In the subpackage postprocess, we included functions to analyze optimization results. We provide scripts to run each of these functions (prefix run_) with our Docker workflow, on which we will also focus in this tutorial. If you want to use the functions directly (e.g. with the pip installed package), please check the scripts and see which functions are called.

Optimization results in easyPheno are saved using the following directory structure: user_defined_save_dir/results/name_genotype_matrix/name_phenotyp_matrix/name_phenotype/. By running, you can accumulate all optimization results for a genotype matrix:

python3 -m easypheno.postprocess.run_summarize_results -rd path_at_name_genotype_matrix_level

This leads to the creation of the summary files described in summarize_results_per_phenotype_and_datasplit().
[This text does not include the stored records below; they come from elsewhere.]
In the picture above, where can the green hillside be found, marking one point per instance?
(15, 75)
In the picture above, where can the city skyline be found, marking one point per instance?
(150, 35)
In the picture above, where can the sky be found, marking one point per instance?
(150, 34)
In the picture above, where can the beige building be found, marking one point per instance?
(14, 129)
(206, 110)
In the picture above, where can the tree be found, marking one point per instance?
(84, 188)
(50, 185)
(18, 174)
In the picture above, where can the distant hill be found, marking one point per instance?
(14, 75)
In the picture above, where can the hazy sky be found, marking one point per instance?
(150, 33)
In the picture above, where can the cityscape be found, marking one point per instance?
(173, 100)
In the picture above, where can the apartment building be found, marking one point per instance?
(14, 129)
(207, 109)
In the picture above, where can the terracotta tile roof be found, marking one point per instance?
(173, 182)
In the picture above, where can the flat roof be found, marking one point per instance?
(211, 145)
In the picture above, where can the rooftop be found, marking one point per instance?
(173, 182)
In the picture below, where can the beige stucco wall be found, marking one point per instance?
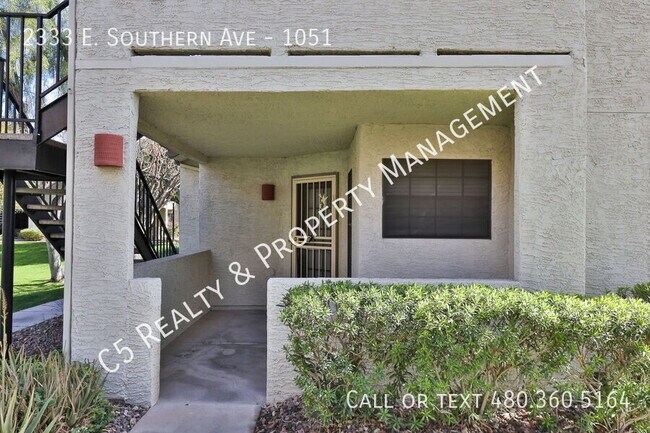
(189, 210)
(618, 131)
(380, 25)
(234, 218)
(433, 258)
(181, 277)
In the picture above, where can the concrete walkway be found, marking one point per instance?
(34, 315)
(213, 377)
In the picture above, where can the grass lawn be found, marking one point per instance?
(32, 284)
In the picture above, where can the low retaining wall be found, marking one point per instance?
(280, 383)
(181, 277)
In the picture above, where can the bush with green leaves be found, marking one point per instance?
(30, 235)
(639, 291)
(472, 340)
(47, 394)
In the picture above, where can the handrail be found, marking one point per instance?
(151, 222)
(58, 8)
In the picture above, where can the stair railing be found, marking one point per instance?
(150, 220)
(33, 66)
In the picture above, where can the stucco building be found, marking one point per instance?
(553, 193)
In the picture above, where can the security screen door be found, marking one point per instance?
(316, 258)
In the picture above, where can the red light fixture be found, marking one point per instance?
(268, 191)
(109, 150)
Using a Results_summary_all_phenotypes*DATASPLIT-PATTERN*.csv file created by the command above, we provide scripts to visualize the results of several prediction models on different phenotypes:

python3 -m easypheno.postprocess.run_plot_results -rsp path_to_Results_summary_all_phenotypes_XX.csv -sd path_to_save_directory

This creates a heatmap plot, which is stored at the specified save directory. Currently, heatmaps are implemented, and we can easily add more plot functions.

Additional analysis for simulated phenotypes

In addition, the subpackage simulate contains results analysis functions, which are only applicable for our simulated phenotypes (see Synthetic data).
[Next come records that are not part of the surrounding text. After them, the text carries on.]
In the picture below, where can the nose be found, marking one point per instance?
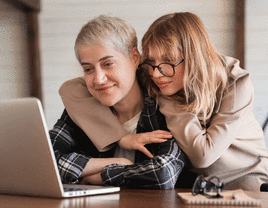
(100, 76)
(156, 73)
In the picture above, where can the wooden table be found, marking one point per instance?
(125, 198)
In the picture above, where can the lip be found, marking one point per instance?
(104, 89)
(162, 84)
For simulated phenotypes, we know the ground truth in terms of markers respective features, which influence the phenotypic value. Based on that, we are able to compare these effect sizes with feature importances to analyze how well an algorithm captures the relevant features.
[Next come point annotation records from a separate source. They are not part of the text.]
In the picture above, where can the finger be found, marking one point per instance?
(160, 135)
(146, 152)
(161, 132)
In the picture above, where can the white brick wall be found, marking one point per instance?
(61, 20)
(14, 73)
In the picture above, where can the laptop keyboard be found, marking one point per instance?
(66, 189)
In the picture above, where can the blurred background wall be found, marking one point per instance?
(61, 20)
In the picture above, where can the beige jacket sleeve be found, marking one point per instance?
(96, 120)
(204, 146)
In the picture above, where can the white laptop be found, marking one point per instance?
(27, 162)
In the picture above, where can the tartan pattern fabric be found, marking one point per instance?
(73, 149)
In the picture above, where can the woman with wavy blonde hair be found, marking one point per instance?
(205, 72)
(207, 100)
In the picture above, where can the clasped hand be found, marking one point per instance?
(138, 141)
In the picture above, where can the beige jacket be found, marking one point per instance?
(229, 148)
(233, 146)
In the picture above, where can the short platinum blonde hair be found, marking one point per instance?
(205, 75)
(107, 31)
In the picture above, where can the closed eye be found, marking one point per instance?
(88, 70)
To this end, we conduct a statistical as well as visual analysis, which we further describe in the following publication:

A comparison of classical and machine learning-based phenotype prediction methods on simulated data and three plant species
Maura John, Florian Haselbeck, Rupashree Dass, Christoph Malisi, Patrizia Ricca, Christian Dreischer, Sebastian J. Schultheiss and Dominik G. Grimm
Frontiers in Plant Science, 2022 (currently in press)

The files to do that can be generated with the following command:

python3 -m easypheno.simulate.run_results_analysis_synthetic_data -rd path_at_name_genotype_matrix_level -simd path_to_simulation_configs -sd path_to_save_directory

Besides .csv-files with statistical information, a scatter plot visualizing feature importances in comparison with effect sizes is created.